Life insurers continue to look for ways to improve underwriting efficiency without sacrificing risk discipline. This challenge has become more pronounced as accelerated underwriting grows, changing how and when medical requirements are used to balance speed, cost, and risk protection.
Recent research from Munich Re Life US helps quantify this dynamic, showing that when Electronic Health Records (EHRs) are used as the first source of underwriting evidence—with additional requirements ordered only when needed—decision rates increase, mortality outcomes improve, and overall underwriting costs decline.
Key findings from research
What this means for carriers
Published studies across reinsurers have consistently shown that accelerating underwriting decisions without adequate clinical context increases the risk of misclassification and mortality slippage. Munich Re's findings suggest that Leading with EHRs, paired with reflexive evidence strategies, provides a practical way for carriers to balance acceleration with protection to make more accurate risk decisions, reduce unnecessary follow‑up requirements, and focus underwriting effort where it is most needed.
Additionally, while these findings are grounded in accelerated underwriting, the underlying principles of evidence sequencing and early clinical insight can also be applied to other underwriting models as carriers modernize their workflows.
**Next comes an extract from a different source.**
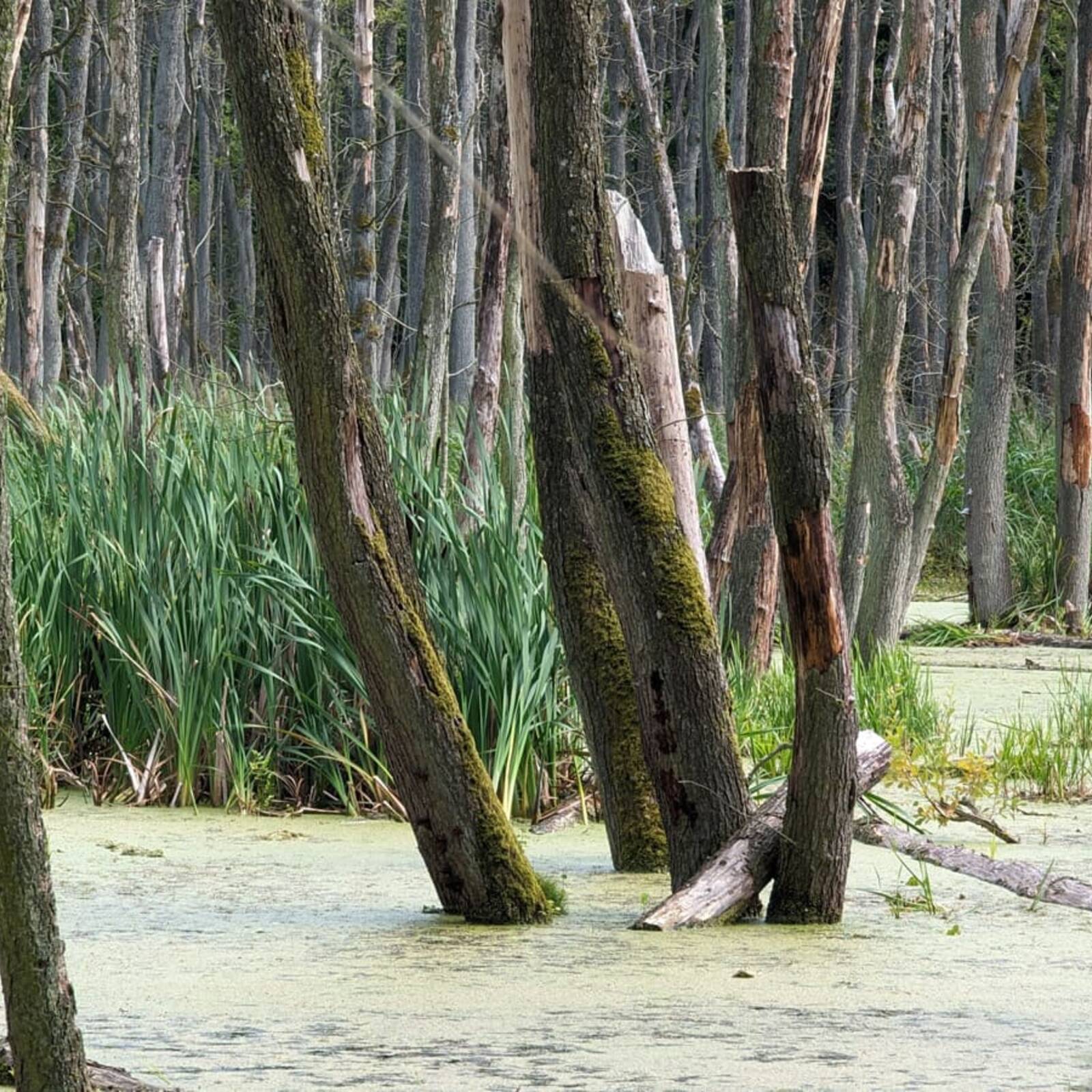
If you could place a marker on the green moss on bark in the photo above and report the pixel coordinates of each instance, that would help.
(639, 480)
(640, 844)
(303, 92)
Why MIB EHR supports an EHR‑first strategy
While the Munich Re study focuses on accelerated underwriting, MIB's experience supports using EHRs first more broadly across underwriting models. When ordered early, EHRs frequently provide enough clinical data to support a decision without additional requirements—allowing carriers to avoid unnecessary cost and reserve follow‑up evidence for cases where it is truly needed. This is supported by an earlier Munich Re EHR Retro Study on Traditional APS replacement, which found that for 73% of cases, EHR provided sufficient information for decision making. While Munich Re demonstrates that leading with EHRs early in underwriting improves decisioning, RGA research (The 'Moneyball' Link to Digital Underwriting Evidence in Insurance | RGA) confirms that optimizing the sequencing of evidence—of which EHR is a core component—can reduce costs and maintain mortality outcomes. MIB's own data‑quality reviews also reinforce this point. Ongoing USCDI analyses show continued improvement in the presence of key underwriting elements such as medications, problems, encounters, vitals, and lab information—supporting decisions in a significant share of cases.
When EHRs are sufficient, carriers avoid unnecessary requirement expense. And even when they are not, the early clinical insights they provide helps underwriters target exactly what evidence is needed next, rather than defaulting to broad, higher‑cost requirements.
In this way, EHR‑first workflows empower carriers to make faster, confident underwriting decisions, balancing risk and efficiency while unlocking substantial savings.